At any time, you can add a particular note to an existing notebook, or create a new one. If you're linked with Evernote, new notes will automatically sync to your Evernote account across the board, allowing you to access that note on other devices. You can also add tags, and Note handily suggests tags for you based on key words you've entered. When you're finished with a note, you have the option to export it via Message or Mail, or you could copy it to paste elsewhere. Note's main landing page has three columns to sort your notes, notebooks, and tags, so you can easily find past projects there.
I have to admit: SwiftKey's prediction feature is smoother and smarter than Apple's native autocorrect. Typing with SwiftKey doesn't feel drastically different either, though selecting words from the bank takes a bit of getting used to.
The finger motions to select a word are pretty much the same in Note as they are with the native keyboard, but I find myself focusing on the word bank and waiting for it to predict a word instead of just typing as normal. In Note's advanced settings, you can customize what the spacebar does, if you'd prefer to keep using the spacebar this way. However, the more I use it, the more comfortable I'm getting with this new workflow.
(Speaking of flow, Android's version of SwiftKey has a nifty feature called Flow that is nowhere to be found in Note for iOS. Flow is similar to Swype and lets you slide your finger from letter to letter across the keyboard instead of typing. I reckon this is a feature we might find in a future update of SwiftKey Note.)
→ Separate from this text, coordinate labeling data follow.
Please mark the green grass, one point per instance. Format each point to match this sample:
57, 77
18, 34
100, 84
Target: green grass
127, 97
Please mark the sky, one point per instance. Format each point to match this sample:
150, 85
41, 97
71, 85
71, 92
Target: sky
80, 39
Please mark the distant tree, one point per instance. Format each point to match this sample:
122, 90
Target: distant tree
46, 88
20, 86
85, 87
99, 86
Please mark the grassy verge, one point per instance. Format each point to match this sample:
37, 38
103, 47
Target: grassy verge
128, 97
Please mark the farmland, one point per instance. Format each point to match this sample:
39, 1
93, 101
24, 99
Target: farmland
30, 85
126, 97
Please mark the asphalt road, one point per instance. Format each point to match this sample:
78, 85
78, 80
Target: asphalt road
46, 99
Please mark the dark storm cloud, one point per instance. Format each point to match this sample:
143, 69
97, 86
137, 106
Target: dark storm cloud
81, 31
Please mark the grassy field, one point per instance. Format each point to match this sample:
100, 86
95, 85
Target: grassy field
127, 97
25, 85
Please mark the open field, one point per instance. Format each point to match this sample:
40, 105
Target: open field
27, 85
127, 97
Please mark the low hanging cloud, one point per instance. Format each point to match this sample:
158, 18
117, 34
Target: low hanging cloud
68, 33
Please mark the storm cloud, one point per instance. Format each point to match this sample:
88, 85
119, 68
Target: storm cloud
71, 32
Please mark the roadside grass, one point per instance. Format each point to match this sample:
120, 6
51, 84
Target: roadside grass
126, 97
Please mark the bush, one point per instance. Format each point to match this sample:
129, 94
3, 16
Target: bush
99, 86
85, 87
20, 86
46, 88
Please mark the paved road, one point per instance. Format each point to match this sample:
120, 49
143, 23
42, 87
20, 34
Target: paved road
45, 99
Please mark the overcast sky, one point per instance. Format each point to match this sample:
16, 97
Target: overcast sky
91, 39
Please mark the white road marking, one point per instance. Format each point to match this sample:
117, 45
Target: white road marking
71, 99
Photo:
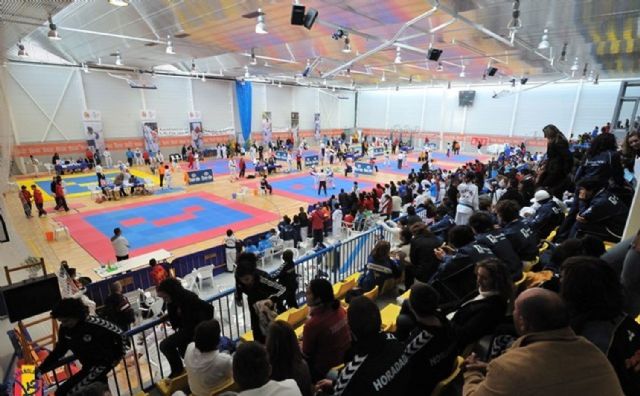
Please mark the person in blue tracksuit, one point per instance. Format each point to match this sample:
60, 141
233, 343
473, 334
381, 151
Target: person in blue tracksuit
601, 213
523, 239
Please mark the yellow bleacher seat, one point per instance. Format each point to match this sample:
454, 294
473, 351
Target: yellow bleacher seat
340, 289
372, 294
389, 315
442, 385
168, 386
227, 386
403, 296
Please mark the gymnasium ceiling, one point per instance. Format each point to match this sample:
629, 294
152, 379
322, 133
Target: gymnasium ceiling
602, 39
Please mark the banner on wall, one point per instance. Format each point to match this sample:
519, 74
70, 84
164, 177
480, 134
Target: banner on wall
266, 126
316, 125
295, 124
150, 130
195, 130
92, 122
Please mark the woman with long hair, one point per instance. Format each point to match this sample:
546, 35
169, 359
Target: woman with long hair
286, 358
480, 316
326, 336
558, 163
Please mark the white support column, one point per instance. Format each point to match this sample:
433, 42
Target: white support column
386, 111
191, 100
83, 93
442, 110
576, 102
514, 114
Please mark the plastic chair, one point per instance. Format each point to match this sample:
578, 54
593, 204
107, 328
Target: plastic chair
372, 294
168, 386
446, 383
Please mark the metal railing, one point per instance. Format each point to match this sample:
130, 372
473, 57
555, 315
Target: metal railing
144, 364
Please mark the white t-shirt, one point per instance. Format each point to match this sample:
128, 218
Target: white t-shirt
121, 246
206, 370
275, 388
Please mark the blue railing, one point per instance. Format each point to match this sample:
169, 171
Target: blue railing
143, 365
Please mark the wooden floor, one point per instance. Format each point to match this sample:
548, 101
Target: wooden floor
33, 230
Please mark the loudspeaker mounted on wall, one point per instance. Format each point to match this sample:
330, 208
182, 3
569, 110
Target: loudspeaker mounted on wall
310, 18
434, 54
297, 14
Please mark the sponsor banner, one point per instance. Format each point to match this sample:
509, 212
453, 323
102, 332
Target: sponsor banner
363, 168
311, 160
200, 176
281, 155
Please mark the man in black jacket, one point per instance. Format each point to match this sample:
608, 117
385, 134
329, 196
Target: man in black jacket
98, 345
378, 363
185, 310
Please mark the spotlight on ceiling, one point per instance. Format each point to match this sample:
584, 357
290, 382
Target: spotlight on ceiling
544, 42
398, 59
261, 26
118, 58
53, 31
169, 49
347, 45
434, 54
22, 53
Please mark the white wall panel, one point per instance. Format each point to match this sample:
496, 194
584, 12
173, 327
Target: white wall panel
120, 105
489, 115
214, 99
596, 105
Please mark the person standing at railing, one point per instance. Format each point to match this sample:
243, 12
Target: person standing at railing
258, 286
96, 343
185, 310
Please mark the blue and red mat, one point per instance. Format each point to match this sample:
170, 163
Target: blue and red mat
167, 223
301, 186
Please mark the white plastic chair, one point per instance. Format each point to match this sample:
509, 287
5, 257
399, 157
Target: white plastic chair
204, 274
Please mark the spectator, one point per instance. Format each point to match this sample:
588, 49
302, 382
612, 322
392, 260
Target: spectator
251, 372
96, 343
158, 273
480, 316
326, 336
120, 245
602, 213
287, 277
286, 358
593, 294
258, 286
185, 310
423, 260
117, 308
206, 367
548, 358
376, 355
521, 236
431, 347
496, 240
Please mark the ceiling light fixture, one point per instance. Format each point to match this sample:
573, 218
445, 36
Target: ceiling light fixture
169, 50
119, 3
398, 59
22, 53
347, 45
544, 43
261, 26
53, 31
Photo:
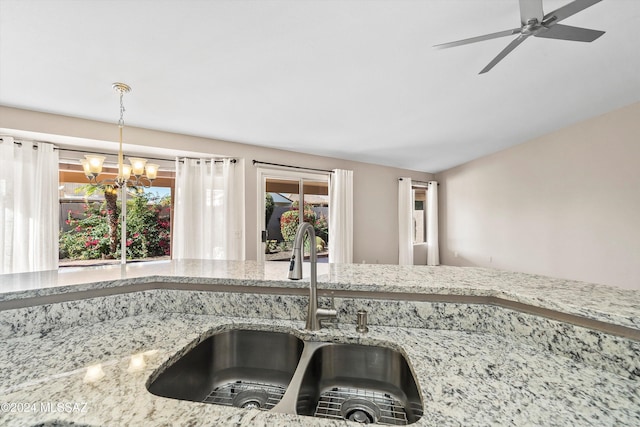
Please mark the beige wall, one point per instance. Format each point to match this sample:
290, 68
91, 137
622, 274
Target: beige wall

Overall, your experience with SwiftKey Note will depend on your individual use. As an Evernote user, I love that Note helps me type faster and integrates with my existing notebooks, so it improves my workflow instead of disrupting it.
However, if you don't use Evernote or prefer another note-taking platform, you might not appreciate Note's bare-bones notebook style. Its focus is on the typing, not on the notes themselves, and there are certainly better apps in the App Store for note organization. Hopefully, Note is just the beginning of SwiftKey, because its robust predictive text only makes typing better.